I don't think this is the kind of answer Oprah has in mind when she asks the question, but it is a genuine answer. And a good one, I believe.
Furthermore, I truly believe that I am the best person to decide what makes a perfect Peanut Butter and Jelly Sandwich. I know there are many lovers of the PB&J out there, even some over the age of 12, like me.
But I have been dedicated to loving peanut butter and jelly since I first started carrying my Dance Fever lunch box to school. Probably before. My mom would sometimes make me a ham sandwich instead, which was also pretty good, especially if it was oozing lots of Hellman's. But peanut butter and jelly was always my first request.
Sometimes an older kid, or a cousin, or a parent, would try to explain to me that if I ate one every day, that I would soon grow sick of peanut butter and jelly sandwiches. And that when I grew up, I wouldn't enjoy them anymore.
Totally untrue. Now, in my thirties, I love them as much as ever. I made myself a half-sized one last night with a cup of tea while I watched American Idol.
And get this.There is actually a National Peanut and Jelly Day, which falls on April 2. Do you know what else happens to fall on April 2? My birthday. See? It's destiny.
I am a little sad about how the sandwich has fallen from grace in the last few years. Never in my wildest dreams could I have anticipated dropping my kids off at classroom doors bearing signs with a big red circle and a slash over a picture of some peanuts, and sometimes my beloved sandwich, too, with the ordinance, "Nut-Free Zone."
I was very upset at first, in a very curmudgeonly what-is-this-world-coming-to kind of way. But I totally understand the reason, I've known a couple of moms now with kids who've almost died from a peanut allergy. I'm totally sympathetic. I still don't quite understand where the peanut allergy was when I was a kid, or why it grew to epidemic proportions--and I hope someone somewhere is looking into it. That's plain scary.
So I make my kids Peanut Butter and Jelly at home, as an afternoon snack, a weekend lunch, or picnic/roadtrip fare. In fact, when I recently bid farewell to our best friends as they set off on a Navy cross-country move, I supplied them with a stack of PB&Js for the road. Comfort food for crossing the Mojave desert. (The Mojave's tagline: You Could Die Here.)
When I was a kid, our choosy mom spread chunky Jif and grape Smuckers on Roman Meal wheat bread. Yummy. These days, we moms are now informed about nefarious things like trans fat, hydrogenated oils, and high-fructose corn syrup, so I have gotten even choosier about my PB&J ingredients.
Without further ado, here's my recipe:
1) Two slices of Orrowheat 100% whole wheat bread.
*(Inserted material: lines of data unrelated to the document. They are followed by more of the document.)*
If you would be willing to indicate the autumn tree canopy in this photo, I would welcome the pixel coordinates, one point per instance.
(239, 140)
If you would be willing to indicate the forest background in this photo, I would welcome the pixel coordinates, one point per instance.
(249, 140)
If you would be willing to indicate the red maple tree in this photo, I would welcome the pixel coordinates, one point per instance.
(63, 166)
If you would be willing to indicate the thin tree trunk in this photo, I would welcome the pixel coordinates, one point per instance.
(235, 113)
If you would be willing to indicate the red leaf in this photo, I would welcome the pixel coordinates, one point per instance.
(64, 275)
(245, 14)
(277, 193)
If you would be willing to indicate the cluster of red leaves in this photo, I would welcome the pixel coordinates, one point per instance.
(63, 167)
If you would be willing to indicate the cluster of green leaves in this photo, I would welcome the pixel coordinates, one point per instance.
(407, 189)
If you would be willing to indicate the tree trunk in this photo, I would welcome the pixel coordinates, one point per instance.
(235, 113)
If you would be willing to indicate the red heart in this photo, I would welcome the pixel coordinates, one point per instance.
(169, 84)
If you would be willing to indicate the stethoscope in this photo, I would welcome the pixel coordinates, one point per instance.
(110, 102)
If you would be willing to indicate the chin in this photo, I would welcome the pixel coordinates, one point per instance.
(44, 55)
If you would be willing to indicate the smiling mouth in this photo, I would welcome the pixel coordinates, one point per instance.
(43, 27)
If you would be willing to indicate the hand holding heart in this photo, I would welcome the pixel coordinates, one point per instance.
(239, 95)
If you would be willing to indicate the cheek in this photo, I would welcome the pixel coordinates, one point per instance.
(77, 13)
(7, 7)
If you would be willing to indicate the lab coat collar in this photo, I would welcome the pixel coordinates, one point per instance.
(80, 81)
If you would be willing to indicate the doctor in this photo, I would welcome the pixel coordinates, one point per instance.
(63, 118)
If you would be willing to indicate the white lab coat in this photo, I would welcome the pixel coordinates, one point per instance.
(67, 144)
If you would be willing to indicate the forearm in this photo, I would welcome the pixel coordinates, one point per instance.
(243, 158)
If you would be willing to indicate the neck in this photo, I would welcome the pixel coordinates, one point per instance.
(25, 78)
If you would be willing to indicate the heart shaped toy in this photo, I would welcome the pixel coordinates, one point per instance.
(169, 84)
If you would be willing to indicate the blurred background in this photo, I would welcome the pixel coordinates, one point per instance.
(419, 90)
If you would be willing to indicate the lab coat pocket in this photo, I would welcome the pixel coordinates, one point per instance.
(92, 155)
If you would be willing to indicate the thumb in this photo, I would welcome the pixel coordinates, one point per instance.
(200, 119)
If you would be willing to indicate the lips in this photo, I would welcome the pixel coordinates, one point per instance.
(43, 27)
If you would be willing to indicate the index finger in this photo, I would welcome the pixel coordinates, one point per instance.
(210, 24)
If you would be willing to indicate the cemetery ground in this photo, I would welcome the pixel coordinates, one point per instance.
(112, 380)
I like Orrowheat because it uses NO high-fructose corn syrup, but it is still pretty cheap and in every grocery store.
2) I use Laura Scudders All Natural Peanut Butter, which I do have to stir when I first open a new jar, but then once I refrigerate it, it won't really separate, and it stays soft and spreadable. I prefer chunky, but the commissary stopped carrying chunky about 6 months ago. One of these days I'll remember to put a request in the comment box. I like natural peanut butter because there's no added sugar, no hydrogenated oils, and it just plain tastes better.
3) Brace yourself. I use Polaner All Fruit jams. I know, I know, it comes in a teeny tiny jar and cost more, especially compared to the enormous jar of Smuckers. But I love the taste, and the consistency, of Polaner, and I don't want my kids getting hooked on high-fructose corn syrup. Plus, I buy it at the commissary for something like $1.40 a jar. Oooh, I most love their seedless raspberry, which I also use as a filling in cakes, and even brownies, but all their flavors are delicious.
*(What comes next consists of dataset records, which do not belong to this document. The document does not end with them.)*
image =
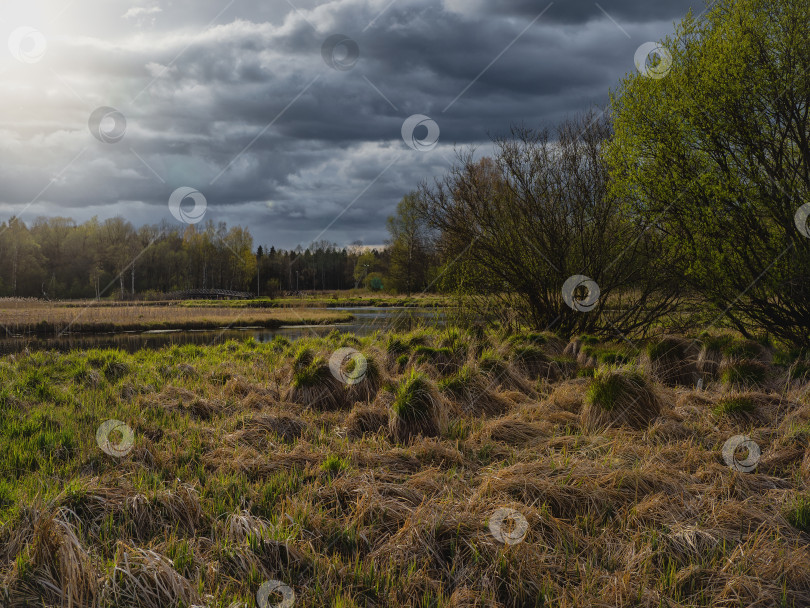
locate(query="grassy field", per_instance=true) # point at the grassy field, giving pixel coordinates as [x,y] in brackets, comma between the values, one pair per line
[37,317]
[436,468]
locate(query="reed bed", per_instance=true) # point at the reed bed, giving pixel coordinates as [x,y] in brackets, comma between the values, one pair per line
[42,318]
[471,471]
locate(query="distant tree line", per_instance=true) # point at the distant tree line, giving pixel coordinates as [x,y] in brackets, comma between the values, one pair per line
[684,205]
[58,258]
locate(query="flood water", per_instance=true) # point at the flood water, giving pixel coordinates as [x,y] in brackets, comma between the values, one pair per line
[367,320]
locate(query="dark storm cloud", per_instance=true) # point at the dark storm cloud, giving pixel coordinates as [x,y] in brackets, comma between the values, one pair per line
[246,110]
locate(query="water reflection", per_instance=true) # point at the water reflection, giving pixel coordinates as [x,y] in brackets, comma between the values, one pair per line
[367,320]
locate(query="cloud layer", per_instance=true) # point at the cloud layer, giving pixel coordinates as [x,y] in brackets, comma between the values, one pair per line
[238,100]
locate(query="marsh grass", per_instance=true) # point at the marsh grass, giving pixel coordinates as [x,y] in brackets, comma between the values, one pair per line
[91,317]
[239,475]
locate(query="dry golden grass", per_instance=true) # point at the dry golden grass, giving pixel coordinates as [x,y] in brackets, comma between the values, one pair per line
[42,317]
[391,497]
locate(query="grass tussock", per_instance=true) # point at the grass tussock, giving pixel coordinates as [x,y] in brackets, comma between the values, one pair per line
[416,410]
[621,397]
[672,360]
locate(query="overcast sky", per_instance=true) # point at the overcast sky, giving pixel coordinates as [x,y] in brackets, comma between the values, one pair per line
[287,116]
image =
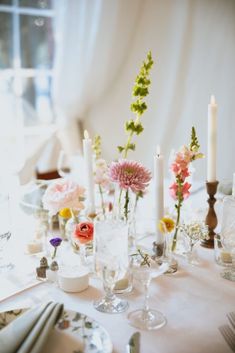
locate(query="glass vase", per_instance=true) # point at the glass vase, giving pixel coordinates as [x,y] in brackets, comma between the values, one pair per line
[125,212]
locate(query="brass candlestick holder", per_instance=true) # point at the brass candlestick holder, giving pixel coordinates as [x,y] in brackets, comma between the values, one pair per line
[211,218]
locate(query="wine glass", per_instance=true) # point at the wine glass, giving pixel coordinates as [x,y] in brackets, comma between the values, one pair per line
[144,269]
[228,235]
[111,261]
[5,231]
[63,165]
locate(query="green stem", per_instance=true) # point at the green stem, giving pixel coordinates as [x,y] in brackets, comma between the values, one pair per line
[54,252]
[127,144]
[126,204]
[176,226]
[102,199]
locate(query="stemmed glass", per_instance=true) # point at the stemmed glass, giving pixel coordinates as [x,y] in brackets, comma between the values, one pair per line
[144,269]
[111,261]
[228,234]
[63,164]
[5,231]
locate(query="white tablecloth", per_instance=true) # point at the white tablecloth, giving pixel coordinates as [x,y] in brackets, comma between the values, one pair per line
[195,301]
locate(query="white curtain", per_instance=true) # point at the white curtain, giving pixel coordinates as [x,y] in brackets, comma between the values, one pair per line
[93,43]
[100,47]
[193,46]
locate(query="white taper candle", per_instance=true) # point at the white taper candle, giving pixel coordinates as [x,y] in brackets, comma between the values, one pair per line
[159,191]
[211,147]
[87,150]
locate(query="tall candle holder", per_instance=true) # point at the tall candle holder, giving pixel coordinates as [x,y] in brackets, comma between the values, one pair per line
[211,218]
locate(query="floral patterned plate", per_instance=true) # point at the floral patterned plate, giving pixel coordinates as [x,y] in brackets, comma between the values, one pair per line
[74,333]
[8,316]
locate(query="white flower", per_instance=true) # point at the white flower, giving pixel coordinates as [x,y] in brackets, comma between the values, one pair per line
[101,176]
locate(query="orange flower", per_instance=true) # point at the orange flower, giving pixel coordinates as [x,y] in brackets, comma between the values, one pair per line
[166,225]
[83,232]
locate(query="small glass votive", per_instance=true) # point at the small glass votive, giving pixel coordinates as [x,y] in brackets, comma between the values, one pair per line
[222,255]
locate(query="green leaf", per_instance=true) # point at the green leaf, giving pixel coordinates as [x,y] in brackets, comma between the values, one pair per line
[140,91]
[77,317]
[88,324]
[138,128]
[130,125]
[120,149]
[138,107]
[194,145]
[131,146]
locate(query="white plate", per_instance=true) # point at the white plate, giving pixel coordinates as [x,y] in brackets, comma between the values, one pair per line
[74,333]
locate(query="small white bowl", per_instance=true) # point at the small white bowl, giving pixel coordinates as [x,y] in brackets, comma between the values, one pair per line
[70,281]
4) So obviously, you spread one slice of bread with peanut butter, and one slice with jam. But to make a perfect PB&J, I spread it evenly all the way over the edge of the crust. I am very careful to do this, because I am a crust Nazi. Maybe I am just a Mean Mom, but will not let my kids get away with not eating the crusts. Maybe it's because my parents didn't indulge that, or maybe it's because I don't like wasting food. Or maybe that I want them to get used to overcoming illogical food pickiness, which annoys my husband even more than me. So I make the crusts as tasty as possible.
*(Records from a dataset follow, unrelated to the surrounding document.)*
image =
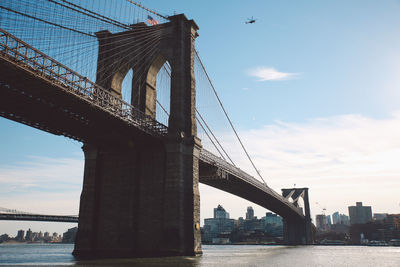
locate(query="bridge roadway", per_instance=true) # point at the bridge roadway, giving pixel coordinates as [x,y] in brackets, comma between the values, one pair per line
[40,92]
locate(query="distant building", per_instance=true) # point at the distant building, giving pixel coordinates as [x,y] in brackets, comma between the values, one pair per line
[29,235]
[338,218]
[272,224]
[220,212]
[322,224]
[379,217]
[219,226]
[344,219]
[250,213]
[360,214]
[69,236]
[20,235]
[328,220]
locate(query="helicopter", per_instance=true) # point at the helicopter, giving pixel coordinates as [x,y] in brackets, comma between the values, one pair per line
[251,21]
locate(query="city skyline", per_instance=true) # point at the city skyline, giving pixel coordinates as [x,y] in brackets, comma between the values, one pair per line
[312,88]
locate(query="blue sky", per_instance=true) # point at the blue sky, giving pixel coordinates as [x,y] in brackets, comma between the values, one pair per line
[312,86]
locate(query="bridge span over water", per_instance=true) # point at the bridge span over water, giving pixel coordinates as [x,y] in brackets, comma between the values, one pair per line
[140,192]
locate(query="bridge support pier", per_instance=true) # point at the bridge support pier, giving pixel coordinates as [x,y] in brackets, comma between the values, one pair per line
[140,201]
[298,232]
[141,198]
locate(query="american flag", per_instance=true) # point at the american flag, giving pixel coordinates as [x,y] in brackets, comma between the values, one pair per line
[151,21]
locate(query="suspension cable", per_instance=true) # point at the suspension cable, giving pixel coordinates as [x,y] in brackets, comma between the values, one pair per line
[229,120]
[149,10]
[205,123]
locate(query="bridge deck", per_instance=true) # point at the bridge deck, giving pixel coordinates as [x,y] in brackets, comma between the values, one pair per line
[55,99]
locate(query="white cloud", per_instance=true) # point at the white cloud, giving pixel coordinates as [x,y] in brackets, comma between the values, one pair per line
[42,185]
[270,74]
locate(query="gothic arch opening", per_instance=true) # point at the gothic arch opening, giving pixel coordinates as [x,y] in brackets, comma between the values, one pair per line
[158,91]
[126,87]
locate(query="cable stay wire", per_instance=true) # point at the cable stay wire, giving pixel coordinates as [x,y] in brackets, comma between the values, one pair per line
[206,126]
[229,120]
[149,10]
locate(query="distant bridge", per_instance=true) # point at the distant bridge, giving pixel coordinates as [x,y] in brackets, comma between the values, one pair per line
[14,215]
[140,193]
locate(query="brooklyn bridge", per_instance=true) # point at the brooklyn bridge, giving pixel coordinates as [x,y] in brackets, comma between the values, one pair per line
[62,69]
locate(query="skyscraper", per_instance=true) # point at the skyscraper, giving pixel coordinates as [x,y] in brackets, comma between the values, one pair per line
[250,213]
[220,212]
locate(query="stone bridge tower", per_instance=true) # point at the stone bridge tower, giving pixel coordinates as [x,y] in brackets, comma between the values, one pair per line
[140,195]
5) Now for the cutting. I cut it twice, diagonally, into triangles. I've learned that if you cut it just once, in half, kids will end up with peanut butter and jelly smeared across their cheeks because the sandwich is too wide for their little mouths. Also, this results in each triangle having only one side of crust. Much easier for kids to tolerate, just one crust per mini sandwich. See, I do try to accomodate them.
6) I've started plating the sandwiches with the triangles standing up on their crusts, with their points pointing straight up, because it shows off the filling, and looks so inviting. And presentation doesn't ALWAYS matter, but it sure is nice to eat pretty food.
So that's my Perfect Peanut Butter and Jelly Sandwich. Other people may make it differently, which is fine, I'm sure, but it's not Perfect.